Pour voir ce qu’en disait une histoire de l’art (la mienne est celle de Horst Woldemar Janson — j’aurais préféré pouvoir citer celle d’Ernst Gombrich, mais on a les références qu’on peut), je me suis donc plongé dans les premiers chapitres de ce gros livre. Ce qui m’a tout de suite étonné c’est l’affirmation presque gratuite qui y est faite:
Les hommes de l’Âge de Pierre ne distinguaient pas clairement l’image de la réalité ; pour eux, peindre un animal signifiait l’amener à leur portée ; en «tuant» l’image, ils pensaient avoir tué l’esprit vital de l’animal.
Je crois que je n’arrive encore pas à m’en remettre, la ficelle est un peu grosse.

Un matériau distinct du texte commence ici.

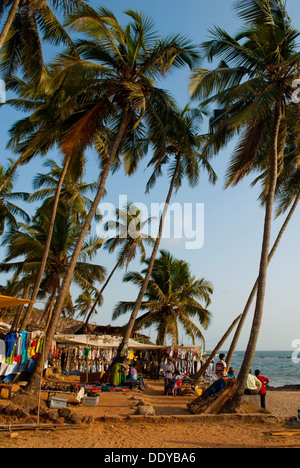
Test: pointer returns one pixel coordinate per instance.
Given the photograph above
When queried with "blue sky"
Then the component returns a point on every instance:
(230, 255)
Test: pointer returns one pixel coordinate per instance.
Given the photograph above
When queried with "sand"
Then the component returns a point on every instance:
(115, 425)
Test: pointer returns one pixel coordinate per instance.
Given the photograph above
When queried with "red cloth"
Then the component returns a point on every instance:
(264, 381)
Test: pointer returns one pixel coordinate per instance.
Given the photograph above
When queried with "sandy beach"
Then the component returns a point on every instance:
(115, 424)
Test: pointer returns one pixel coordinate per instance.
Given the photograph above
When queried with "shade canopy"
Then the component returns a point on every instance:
(102, 341)
(7, 301)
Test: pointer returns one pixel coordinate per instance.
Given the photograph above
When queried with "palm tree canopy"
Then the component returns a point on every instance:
(255, 75)
(129, 237)
(34, 22)
(173, 297)
(25, 248)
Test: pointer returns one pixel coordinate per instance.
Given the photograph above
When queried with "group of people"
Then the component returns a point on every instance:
(121, 374)
(256, 384)
(172, 378)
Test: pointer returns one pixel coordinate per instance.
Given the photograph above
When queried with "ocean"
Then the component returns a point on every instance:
(278, 366)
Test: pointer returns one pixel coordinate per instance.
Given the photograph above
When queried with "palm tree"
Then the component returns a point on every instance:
(8, 209)
(252, 87)
(182, 152)
(130, 239)
(111, 85)
(287, 197)
(74, 191)
(173, 296)
(28, 242)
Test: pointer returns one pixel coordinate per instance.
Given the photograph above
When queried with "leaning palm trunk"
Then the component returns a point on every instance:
(10, 173)
(33, 384)
(254, 289)
(47, 246)
(19, 312)
(204, 368)
(8, 23)
(143, 289)
(262, 276)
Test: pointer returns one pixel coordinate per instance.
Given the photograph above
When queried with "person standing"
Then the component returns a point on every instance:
(264, 381)
(221, 370)
(253, 385)
(168, 370)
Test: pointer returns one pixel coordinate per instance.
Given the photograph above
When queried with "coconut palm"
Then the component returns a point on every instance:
(184, 157)
(28, 24)
(8, 209)
(172, 298)
(110, 84)
(287, 197)
(252, 89)
(130, 239)
(74, 191)
(25, 248)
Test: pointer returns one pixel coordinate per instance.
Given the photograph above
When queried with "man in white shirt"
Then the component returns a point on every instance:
(168, 370)
(253, 385)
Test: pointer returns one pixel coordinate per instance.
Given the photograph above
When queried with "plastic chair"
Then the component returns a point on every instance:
(177, 387)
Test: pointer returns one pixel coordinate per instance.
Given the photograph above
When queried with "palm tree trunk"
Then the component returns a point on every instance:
(33, 385)
(102, 290)
(47, 245)
(10, 174)
(9, 21)
(204, 368)
(141, 294)
(254, 289)
(262, 276)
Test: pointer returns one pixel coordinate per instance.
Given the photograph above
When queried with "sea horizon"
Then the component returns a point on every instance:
(277, 365)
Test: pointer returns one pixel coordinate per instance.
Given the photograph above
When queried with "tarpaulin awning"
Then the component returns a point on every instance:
(7, 301)
(102, 341)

Ce qui pose simplement question, c’est le pourquoi du dessin et de la peinture sur les parois à une époque où — on peut aisément l’imaginer — les préoccupations devaient être principalement tournées vers la quête de nourriture et la survie dans un monde passablement hostile. Premier cliché à détruire ; l’homme préhistorique n’est pas qu’un chasseur et passe plus de temps à rêvasser et dormir que chercher sa nourriture, que déjà, il commence à stocker et conserver. Il a donc du temps de cerveau disponible — une cible parfaite pour les annonceurs — pour s’adonner à des loisirs ou des activités de l’esprit. Après tout, s’il est arrivé jusque là, ce n’est pas sans raison, c’est parce que son esprit a déjà commencé à évoluer. Second cliché qu’on évacue d’entrée de jeu: les hommes qui ont fait ces peintures sont des hommes de Cro-Magnon, des êtres évolués qui ont vécu au pire 40 000 ans av J.-C. Ce sont donc des hominidés modernes, des homo sapiens pour la plupart…

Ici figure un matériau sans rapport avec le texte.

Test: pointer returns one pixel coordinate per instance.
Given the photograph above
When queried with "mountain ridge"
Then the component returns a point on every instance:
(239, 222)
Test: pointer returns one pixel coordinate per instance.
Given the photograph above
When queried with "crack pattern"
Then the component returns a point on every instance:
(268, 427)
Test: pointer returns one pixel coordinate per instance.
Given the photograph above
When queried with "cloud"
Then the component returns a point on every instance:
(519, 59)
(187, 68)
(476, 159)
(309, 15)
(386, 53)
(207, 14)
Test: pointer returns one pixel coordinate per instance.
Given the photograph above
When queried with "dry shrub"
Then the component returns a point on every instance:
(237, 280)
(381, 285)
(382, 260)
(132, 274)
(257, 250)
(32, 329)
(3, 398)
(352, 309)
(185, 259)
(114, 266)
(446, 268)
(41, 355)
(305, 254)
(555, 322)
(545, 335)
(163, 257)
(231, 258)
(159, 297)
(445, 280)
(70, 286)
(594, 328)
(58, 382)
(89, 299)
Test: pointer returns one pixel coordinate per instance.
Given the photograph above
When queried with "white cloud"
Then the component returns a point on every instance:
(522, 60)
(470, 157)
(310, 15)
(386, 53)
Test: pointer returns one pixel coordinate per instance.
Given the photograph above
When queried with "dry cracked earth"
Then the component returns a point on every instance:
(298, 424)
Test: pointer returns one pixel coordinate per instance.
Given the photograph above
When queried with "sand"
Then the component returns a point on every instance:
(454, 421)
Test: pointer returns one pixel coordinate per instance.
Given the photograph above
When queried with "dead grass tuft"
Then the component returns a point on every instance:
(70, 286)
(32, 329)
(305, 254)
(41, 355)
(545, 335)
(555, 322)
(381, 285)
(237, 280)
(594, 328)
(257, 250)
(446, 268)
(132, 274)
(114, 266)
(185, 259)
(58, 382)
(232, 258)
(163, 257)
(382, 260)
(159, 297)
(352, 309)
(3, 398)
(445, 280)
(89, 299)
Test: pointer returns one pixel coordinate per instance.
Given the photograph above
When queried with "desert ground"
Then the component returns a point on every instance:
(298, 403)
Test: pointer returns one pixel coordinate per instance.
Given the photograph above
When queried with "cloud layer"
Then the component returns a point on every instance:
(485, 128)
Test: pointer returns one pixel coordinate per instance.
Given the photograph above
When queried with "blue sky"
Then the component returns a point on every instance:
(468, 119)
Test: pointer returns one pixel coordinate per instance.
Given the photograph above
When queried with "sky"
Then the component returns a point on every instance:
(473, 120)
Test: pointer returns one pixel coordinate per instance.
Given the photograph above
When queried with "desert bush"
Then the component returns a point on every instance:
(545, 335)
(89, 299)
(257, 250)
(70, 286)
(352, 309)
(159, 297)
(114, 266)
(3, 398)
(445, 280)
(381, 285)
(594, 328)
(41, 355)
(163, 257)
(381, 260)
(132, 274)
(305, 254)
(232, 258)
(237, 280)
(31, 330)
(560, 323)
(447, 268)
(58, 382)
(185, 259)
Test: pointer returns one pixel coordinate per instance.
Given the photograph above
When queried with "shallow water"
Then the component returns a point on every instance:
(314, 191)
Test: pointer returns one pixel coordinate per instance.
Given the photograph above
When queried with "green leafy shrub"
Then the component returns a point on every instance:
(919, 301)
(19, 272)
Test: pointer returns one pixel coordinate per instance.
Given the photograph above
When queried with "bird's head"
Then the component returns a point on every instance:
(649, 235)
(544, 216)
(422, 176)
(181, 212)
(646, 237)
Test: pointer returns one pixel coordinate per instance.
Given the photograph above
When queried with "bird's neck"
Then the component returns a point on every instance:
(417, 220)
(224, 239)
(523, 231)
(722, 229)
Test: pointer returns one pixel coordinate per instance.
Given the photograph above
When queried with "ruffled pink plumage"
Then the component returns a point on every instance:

On peut imaginer que l’art pariétal — un autre préjugé, on l’a déjà appelé «art», il est déjà typé — fasse partie de ces loisirs et que la peinture est une activité divertissante, au même titre que la lecture ou la culture des orchidées à notre époque. Dans ce cas, première question, pourquoi cette peinture qu’on a souvent typé comme étant de l’art (ne pas oublier que la définition de l’art est l’expression d’un idéal esthétique) s’est retrouvée confinée dans des endroits incroyables, inaccessibles, dans des diverticules ou des couloirs étroits si sa vocation était décorative ?
Autre préjugé, les peintures pariétales n’ont pas été produites que dans des grottes ou cavernes, mais également sur des parois extérieures, mais elles n’ont malheureusement pas aussi bien résisté à l’usure du temps et ne sont parvenues jusqu’à nous que de manière fragmentaire au travers de ce qu’on appelle les «abris» . On n’arrête pas de se contredire dans cette histoire.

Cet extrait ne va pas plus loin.